The call came to me from a friend. I was on a train somewhere in the middle of nowhere, drifting off, spacing out, taking a nap.

“What do you want me to take?” she asked, preparing to evacuate. To my way of thinking I had everything I needed on my person: phone, computer, favorite clothes, checkbook, credit card. I was a turtle. I was self-sufficient.

“My passport,” I said first thing, revealing its secret hiding place in the house. Passports are precious these days and not all that easy to renew. After that came my grandfather’s ginormous Masonic ring. I can still see it on his hands and after “misplacing” it for years I didn’t want to lose it again.

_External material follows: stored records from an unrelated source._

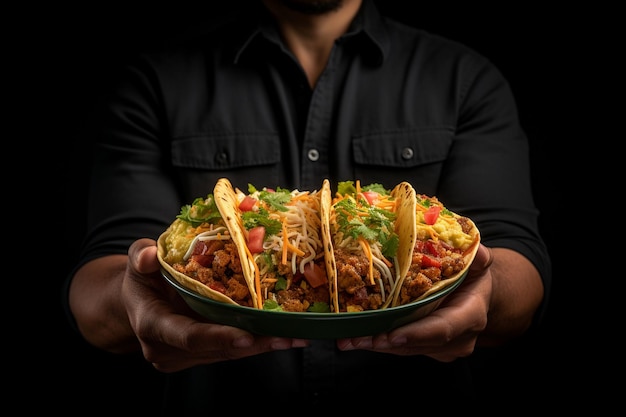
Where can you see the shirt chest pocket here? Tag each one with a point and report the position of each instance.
(414, 155)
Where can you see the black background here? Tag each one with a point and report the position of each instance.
(78, 53)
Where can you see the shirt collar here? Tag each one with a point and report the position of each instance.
(368, 33)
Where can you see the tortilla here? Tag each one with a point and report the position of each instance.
(183, 253)
(441, 251)
(281, 236)
(366, 250)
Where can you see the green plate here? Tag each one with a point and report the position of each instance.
(310, 325)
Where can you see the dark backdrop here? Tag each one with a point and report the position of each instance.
(86, 47)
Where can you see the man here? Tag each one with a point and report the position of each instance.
(292, 92)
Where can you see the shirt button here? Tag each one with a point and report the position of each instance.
(221, 157)
(407, 153)
(313, 155)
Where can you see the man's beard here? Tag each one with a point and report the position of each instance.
(313, 6)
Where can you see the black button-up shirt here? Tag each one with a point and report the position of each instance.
(394, 103)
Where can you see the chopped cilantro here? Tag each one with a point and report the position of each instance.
(200, 211)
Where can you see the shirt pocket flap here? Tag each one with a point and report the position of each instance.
(403, 149)
(225, 151)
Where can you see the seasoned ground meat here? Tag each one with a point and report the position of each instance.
(217, 265)
(356, 293)
(432, 261)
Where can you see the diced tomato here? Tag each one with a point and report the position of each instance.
(370, 196)
(427, 262)
(315, 275)
(247, 203)
(430, 247)
(217, 286)
(256, 235)
(431, 215)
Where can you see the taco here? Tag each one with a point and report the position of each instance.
(199, 249)
(368, 250)
(282, 239)
(443, 246)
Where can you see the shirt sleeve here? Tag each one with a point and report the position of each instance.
(487, 173)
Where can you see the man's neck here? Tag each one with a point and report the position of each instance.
(311, 36)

Then I thought of my mother’s handwritten notebook that listed all the books she read between 1928 and 1931.  How could I ever replace that? But then I was stuck. I couldn’t think of what else I had to save.

It reminded me of the time I moved to Pittsburgh for three years. To rent out my house I emptied the closets, the pantry, the dressers and my desk, looking for things that didn’t make the cut. Jeans (old, new, flared, straight-legged), long-sleeved black shirts (stained, tight, scoop-necked, three-quarter length), t-shirts (where to start?). I bit the bullet, made the decisions, packed them up in extra suitcases and stored them in my attic. The knickknacks, doodads, trinkets went next – into a box I labeled “precious things.”

It took a couple of years after I returned to town to even think about these boxes and suitcases and precious things. It was only when I had to go into the attic to deal with a critter who was making his home up there did I pull down the cord, climb up the retractable stairs, see my stuff and lug it all downstairs.

(And this from someone who bragged I never rented space in a storage unit). Wrong.

When I finally opened the suitcases to see what I couldn’t bear to throw away I was unmoved, unimpressed, dry-eyed. Fact: I didn’t miss anything – not the tchotchkes, the gifts, the t-shirts. Nothing.

Why is it so hard to get rid of stuff? Clothes that don’t fit, coats we’ll never wear, scarves by the dozens, bowls we have in triplicate, unmatched socks, broken lamps, scratched sunglasses, chairs waiting to be repaired.

“Hope springs eternal in the human breast.” Alexander Pope said that in 1732. Was he talking about losing weight and fitting into certain clothes? Locating the missing sock? Finding the time to fix a chair? Gathering the courage to throw away a lamp with nostalgia value?

While some of us struggle with our junk, others – the entrepreneurs – know what to do, know how to seize an opportunity. They buy up land, cut down trees, put up boxy warehouses and rent out space to hoarders, deniers, quasi collectors. The last time I did a Google search I found 22 such opportunities in our county, from 24 Hour Storage to Stop N Stor and Life Storage. Uh-huh, that’s what they want – for us to store out stuff for life. Kaching, kaching.

Too many tchotchkes. Too much stuff. Time to edit.